Lino Pertile is Carl A. Pescosolido Research Professor of Romance Languages and Literatures, Emeritus, former Master of Eliot House (2000-2010), former Paul E. Geier Director of Villa I Tatti, The Harvard University Center for Italian Renaissance Studies, Florence (2010-215), and member of the Accademia dei Lincei, Rome.
A graduate of the University of Padua (Italy), where he studied Classics and French, he taught Italian Literature in France and Italy (1964-68), and the United Kingdom (1968-1995) before joining Harvard in 1995 as Professor of Italian Literature in the Department of Romance Languages and Literatures. At Harvard, he served as House Master of Eliot House for ten years (2000-2010) and was named Harvard College Professor in 2005, a special recognition awarded to faculty members who devote time and energy especially to teaching undergraduates. From 2010 to 2015 he was the director of Villa I Tatti, the Harvard University Center for Italian Renaissance Studies in Florence. He has published essays on the French and Italian Renaissance, in particular on Montaigne and French travellers to Italy. His research has focused on the Latin and Italian Middle Ages (Dante), the Renaissance (Bembo and Trifon Gabriele), and 20th century Italian literature (Pavese and the contemporary novel).
His books on Dante include the critical edition of the 16th century commentary Annotationi nel Dante fatte con M. Triphon Gabriele (Bologna: Commissione per i testi di lingua, 1993), and the volumes La puttana e il gigante: dal Cantico dei Cantici al Paradiso terrestre di Dante (Ravenna: Longo, 1998; Premio Zingarelli), and La punta del disio. Semantica del desiderio nella Commedia (Florence: Cadmo, 2005).
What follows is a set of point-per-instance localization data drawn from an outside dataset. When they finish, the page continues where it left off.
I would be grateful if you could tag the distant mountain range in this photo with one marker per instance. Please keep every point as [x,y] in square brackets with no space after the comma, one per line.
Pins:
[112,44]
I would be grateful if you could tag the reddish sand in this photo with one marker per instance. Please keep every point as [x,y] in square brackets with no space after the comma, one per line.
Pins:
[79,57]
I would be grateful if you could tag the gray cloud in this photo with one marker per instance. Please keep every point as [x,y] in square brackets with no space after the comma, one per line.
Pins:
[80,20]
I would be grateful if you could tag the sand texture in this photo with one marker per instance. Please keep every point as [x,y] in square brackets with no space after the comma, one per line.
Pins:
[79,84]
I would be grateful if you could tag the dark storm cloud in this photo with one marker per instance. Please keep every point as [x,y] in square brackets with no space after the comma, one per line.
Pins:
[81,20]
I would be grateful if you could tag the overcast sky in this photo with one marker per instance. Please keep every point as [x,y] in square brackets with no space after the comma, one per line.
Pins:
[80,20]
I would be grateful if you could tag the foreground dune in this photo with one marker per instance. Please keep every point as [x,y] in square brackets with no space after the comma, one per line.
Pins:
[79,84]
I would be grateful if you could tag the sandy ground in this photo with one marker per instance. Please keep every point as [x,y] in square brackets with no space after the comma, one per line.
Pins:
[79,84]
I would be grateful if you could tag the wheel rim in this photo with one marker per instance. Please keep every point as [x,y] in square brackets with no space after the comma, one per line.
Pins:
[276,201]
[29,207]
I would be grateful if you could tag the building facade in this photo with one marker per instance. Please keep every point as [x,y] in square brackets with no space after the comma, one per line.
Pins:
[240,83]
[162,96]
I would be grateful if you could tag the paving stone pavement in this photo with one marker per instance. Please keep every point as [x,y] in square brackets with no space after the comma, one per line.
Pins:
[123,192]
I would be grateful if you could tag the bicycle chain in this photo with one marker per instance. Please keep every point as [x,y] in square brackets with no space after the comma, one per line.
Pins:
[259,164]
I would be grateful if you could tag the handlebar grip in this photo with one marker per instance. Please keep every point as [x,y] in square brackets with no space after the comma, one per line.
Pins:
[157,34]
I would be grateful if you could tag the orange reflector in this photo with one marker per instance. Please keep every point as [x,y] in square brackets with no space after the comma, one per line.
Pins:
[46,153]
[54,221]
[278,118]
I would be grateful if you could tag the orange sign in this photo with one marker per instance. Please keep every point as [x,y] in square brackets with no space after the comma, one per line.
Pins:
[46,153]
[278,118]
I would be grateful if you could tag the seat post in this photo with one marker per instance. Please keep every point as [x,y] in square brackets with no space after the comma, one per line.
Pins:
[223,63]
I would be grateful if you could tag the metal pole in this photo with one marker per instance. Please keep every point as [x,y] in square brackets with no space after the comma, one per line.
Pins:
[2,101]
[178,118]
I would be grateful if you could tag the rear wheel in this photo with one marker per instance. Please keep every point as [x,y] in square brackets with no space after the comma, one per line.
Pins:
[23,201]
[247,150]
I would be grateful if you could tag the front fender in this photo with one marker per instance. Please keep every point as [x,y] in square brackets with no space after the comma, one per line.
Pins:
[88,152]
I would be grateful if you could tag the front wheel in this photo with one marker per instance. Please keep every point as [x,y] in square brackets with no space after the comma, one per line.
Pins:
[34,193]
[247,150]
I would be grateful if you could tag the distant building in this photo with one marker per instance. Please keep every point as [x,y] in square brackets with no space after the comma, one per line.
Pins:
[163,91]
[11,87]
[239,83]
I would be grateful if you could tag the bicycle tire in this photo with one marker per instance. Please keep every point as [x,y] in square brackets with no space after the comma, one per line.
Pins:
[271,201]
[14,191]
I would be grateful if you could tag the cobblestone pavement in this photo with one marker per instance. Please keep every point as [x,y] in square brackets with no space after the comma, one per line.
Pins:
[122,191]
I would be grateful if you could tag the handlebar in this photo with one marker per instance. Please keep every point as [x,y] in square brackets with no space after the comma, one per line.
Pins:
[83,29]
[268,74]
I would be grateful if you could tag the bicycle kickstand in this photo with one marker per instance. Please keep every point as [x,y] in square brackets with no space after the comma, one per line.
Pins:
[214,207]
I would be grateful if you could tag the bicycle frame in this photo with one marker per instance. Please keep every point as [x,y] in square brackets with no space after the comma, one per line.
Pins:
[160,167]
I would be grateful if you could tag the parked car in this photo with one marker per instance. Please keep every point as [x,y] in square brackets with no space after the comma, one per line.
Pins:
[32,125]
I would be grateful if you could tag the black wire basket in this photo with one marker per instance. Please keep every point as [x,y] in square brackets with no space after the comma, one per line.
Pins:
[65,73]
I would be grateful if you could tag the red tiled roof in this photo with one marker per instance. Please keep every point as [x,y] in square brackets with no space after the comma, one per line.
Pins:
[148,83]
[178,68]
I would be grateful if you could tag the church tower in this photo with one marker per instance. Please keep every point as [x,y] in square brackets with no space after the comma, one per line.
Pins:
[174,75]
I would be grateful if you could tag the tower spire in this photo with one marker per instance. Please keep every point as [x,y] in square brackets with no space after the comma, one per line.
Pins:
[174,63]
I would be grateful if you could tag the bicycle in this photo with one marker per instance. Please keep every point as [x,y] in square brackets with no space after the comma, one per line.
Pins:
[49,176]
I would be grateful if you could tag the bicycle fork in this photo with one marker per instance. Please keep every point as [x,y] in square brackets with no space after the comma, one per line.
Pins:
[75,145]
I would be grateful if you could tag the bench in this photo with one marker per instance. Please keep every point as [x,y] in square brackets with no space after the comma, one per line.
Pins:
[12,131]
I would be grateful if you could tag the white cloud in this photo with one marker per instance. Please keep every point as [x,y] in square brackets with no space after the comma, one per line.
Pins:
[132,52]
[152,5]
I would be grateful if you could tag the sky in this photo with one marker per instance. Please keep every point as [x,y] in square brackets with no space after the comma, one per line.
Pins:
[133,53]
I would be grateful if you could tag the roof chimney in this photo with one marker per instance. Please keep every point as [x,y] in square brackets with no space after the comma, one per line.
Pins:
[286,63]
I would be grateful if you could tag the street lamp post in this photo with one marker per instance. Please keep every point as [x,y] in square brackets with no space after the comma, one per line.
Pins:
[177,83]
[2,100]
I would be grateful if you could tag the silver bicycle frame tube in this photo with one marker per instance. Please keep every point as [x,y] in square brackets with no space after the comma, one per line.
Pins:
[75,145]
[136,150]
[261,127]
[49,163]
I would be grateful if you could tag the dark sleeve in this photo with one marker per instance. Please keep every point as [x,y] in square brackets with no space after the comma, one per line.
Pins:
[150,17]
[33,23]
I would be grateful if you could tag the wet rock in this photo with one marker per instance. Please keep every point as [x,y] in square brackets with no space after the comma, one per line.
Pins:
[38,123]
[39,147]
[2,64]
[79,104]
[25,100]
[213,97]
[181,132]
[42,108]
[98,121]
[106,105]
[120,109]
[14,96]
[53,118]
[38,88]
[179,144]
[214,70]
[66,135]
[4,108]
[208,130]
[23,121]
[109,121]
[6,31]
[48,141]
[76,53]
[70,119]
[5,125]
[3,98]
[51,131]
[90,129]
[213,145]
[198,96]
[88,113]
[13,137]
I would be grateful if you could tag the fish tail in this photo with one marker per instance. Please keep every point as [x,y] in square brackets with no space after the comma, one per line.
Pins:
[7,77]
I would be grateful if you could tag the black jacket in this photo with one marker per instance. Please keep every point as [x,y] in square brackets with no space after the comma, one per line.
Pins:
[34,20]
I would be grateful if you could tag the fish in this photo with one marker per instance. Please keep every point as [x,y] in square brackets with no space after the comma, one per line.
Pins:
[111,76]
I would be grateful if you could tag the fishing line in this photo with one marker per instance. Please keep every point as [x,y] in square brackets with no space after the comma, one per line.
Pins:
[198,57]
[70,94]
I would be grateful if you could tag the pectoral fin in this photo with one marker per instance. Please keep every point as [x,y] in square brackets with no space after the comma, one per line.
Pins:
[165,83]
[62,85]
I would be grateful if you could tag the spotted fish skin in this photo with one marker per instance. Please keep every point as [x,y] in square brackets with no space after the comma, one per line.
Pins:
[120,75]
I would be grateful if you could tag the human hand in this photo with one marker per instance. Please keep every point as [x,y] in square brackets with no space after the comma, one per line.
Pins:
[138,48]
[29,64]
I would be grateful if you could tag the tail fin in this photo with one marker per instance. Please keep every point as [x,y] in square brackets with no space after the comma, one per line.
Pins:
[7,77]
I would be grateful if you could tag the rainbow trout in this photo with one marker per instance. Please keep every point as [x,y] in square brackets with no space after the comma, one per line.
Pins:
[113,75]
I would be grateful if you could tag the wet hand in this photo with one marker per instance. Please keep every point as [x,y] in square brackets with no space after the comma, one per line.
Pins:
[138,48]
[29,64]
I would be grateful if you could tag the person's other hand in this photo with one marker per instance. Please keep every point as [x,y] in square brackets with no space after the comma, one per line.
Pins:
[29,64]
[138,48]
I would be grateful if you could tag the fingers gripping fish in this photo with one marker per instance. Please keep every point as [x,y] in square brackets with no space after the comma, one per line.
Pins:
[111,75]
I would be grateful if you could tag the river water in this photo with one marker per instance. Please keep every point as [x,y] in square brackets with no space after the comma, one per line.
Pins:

He has coedited, and contributed to, various volumes on Italian literature from Dante to the 20th century, including The New Italian Novel (Edinburgh University Press, 1993, paperback 1998), The Cambridge History of Italian Literature (1996; paperback 1999) and Dante in Context (Cambridge University Press, 2015). Among his most recent essays, Songs Beyond Mankind: Poetry and the Lager from Dante to Primo Levi (Binghamton: Center for Medieval & Renaissance Studies, 2013).